Equally irritating, to Adam’s way of thinking, was the proliferation of public busybodies, those men and women who spent their lives poking their long noses into everybody else’s concerns, launching one crusade after another. Few of their doctrines were based on the principle of twenty shillings in the pound, of the kind practical reformers like John Catesby had put forward when building the Trades Union Congress.
But here again Adam Swann was at odds with most of his contemporaries, for he had always held that a country’s prosperity depended on a friendly alliance between master and man. It maddened him to see a prosperous merchant, known to work his hands like field slaves, contribute a large sum of money towards the cause of Temperance, or a new church, or some other shortcut to Paradise, when they were ready to see their foundries close, or their ships left unladen, before they could be talked into paying their furnacemen or dockers an extra penny an hour.
The besetting sin of the nation, as he saw it, was hypocrisy, sometimes so blatant that it could be mistaken for insanity. In the old days, when he had been founding the network, men like Shaftesbury and others had battled ceaselessly against exploitation of the underprivileged, but the generation that followed them seemed to think that the existence of extreme poverty and affluence side by side in the same society was ordained by their night-shirted God. They were busy fashioning a new feudalism to replace the old.

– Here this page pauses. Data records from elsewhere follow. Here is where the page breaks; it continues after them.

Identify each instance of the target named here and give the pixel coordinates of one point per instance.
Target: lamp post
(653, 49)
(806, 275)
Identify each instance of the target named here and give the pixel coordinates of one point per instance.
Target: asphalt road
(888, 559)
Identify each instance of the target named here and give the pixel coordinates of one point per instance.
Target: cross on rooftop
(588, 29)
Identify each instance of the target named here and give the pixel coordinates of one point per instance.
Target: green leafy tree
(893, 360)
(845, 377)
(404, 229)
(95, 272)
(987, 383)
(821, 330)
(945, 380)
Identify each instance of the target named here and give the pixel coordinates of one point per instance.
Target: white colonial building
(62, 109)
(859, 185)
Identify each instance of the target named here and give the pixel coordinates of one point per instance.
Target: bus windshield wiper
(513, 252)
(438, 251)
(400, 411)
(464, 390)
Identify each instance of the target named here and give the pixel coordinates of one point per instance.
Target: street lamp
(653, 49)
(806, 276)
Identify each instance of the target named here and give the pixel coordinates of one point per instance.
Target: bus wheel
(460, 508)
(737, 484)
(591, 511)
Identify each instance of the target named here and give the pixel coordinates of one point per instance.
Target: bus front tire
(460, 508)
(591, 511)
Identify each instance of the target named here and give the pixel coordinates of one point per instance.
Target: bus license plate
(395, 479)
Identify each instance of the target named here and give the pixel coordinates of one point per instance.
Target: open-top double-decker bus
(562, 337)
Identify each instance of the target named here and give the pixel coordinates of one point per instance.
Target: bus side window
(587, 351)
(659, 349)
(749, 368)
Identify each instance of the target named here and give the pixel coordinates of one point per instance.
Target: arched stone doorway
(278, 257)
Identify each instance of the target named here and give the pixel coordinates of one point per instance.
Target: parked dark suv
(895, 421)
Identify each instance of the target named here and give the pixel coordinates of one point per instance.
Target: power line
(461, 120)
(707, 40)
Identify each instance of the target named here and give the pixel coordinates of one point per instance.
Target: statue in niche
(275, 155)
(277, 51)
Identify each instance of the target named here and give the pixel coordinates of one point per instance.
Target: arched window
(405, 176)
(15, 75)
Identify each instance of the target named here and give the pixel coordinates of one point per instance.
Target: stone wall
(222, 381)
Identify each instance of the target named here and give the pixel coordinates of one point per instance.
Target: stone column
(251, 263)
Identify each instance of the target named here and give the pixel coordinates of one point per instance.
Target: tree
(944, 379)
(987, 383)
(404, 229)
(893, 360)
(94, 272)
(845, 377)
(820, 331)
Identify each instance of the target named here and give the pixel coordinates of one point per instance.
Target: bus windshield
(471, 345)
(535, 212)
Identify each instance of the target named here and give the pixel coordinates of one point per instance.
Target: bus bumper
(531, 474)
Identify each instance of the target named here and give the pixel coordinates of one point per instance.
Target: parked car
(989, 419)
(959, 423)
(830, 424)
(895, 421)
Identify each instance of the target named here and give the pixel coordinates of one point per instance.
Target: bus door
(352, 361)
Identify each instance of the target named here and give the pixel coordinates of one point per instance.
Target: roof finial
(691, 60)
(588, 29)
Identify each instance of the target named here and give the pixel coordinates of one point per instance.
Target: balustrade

Even this made sense to those with tougher hides and tougher bowels than he possessed, but how the devil did one explain the earnest preoccupation of commercial bandits with missionary and religious tract societies, with teetotalism, with campaigns to stop the honest prostitute from making a living at street corners and on the promenades of the music halls? Everybody wanted to be something as well as a merchant: a sociologist, an amateur priest, a public benefactor, or an educationalist. He was sometimes amazed at their collective conceits and inconsistencies. He knew men who had amassed fortunes in their twenties and thirties but at fifty had not yet discovered that it demanded fourteen hours a day to make a success of one job, much less three. He knew a shipper in Liverpool, whose boast it was that he employed only teenage boys and shambling old men—the one because he could sack them the day they finished their apprenticeship, the other because he could pay them starvation wages—yet this same man, when he died, left a fortune to found a library, and a further sum to pay for a golden angel on his grave. God, in His mercy, saw to it that the angel took flight within weeks, but Liverpudlians still regarded the shipper as a public benefactor. He knew a haberdasher in Rye Lane, who sacked his girl assistants if he caught them sitting down, who sent them to bed in dismal top-floor barracks on tepid cocoa and a slice of bread and dripping. Yet on Sundays this same rascal compelled them, one and all, to attend a chapel where he had just paid out a hundred pounds for new hassocks and hymn books!
Where would self-deception on this scale lead the nation? Men like these were not qualified to inherit the revolution of Brunel, Watt, and Stephenson. Historians were already comparing the British Empire with Rome but it had taken Rome five centuries to reach the ramp of complacency that launched it into oblivion. To his way of thinking this kind of leadership would achieve the same result in Britain in forty years.
He did not know the answers to these questions. He did not really seek to know them. He could applaud the severely practical rescue work of men like his waggonmaster Keate, or the efforts of a man like Barnardo to find refuges for children who slept out in winter, but this passionate involvement with other people’s souls baffled him, as did the fashionable vanities of everyone he met who pocketed more than a sovereign on a Saturday.
He did not, by any means, dismiss the shortcomings of his own family as regards planlessness, or preoccupation with what he thought of as fads.
Alexander, something of a coxcomb after his spell at a military academy, was already costing him more in the way of a quarterly allowance than he earned as a lieutenant in the field. George, who seemed in no hurry to return home and hitch himself to a waggon wheel, had not earned his beer and baccy money since leaving school. Hugo, at fourteen, seemed to think that fleetness of foot was all that was needed to justify one’s attendance at school, as though his ambition was to qualify as the fastest pickpocket operating between Aldgate Pump and the Law Courts. Giles, although intelligent and well-read, was no more than a dreamer, who had yet to make up his mind how, if ever, he would put dreams to work on something more practical than Gladstone’s diatribes concerning Armenians in Asia Minor, a place that was not even under the flag. Stella, to some extent, had made amends, and sometimes he saw her as the pick of the litter. At least she was proving a good wife to that husband of hers and had recently presented him with a nine-pound boy, the first Swann grandchild, and secretly his grandfather’s pride and joy, although he grumbled at Henrietta’s inclination to spoil the child and denied her claim that little Robert favoured the Rawlinsons rather than the Swanns.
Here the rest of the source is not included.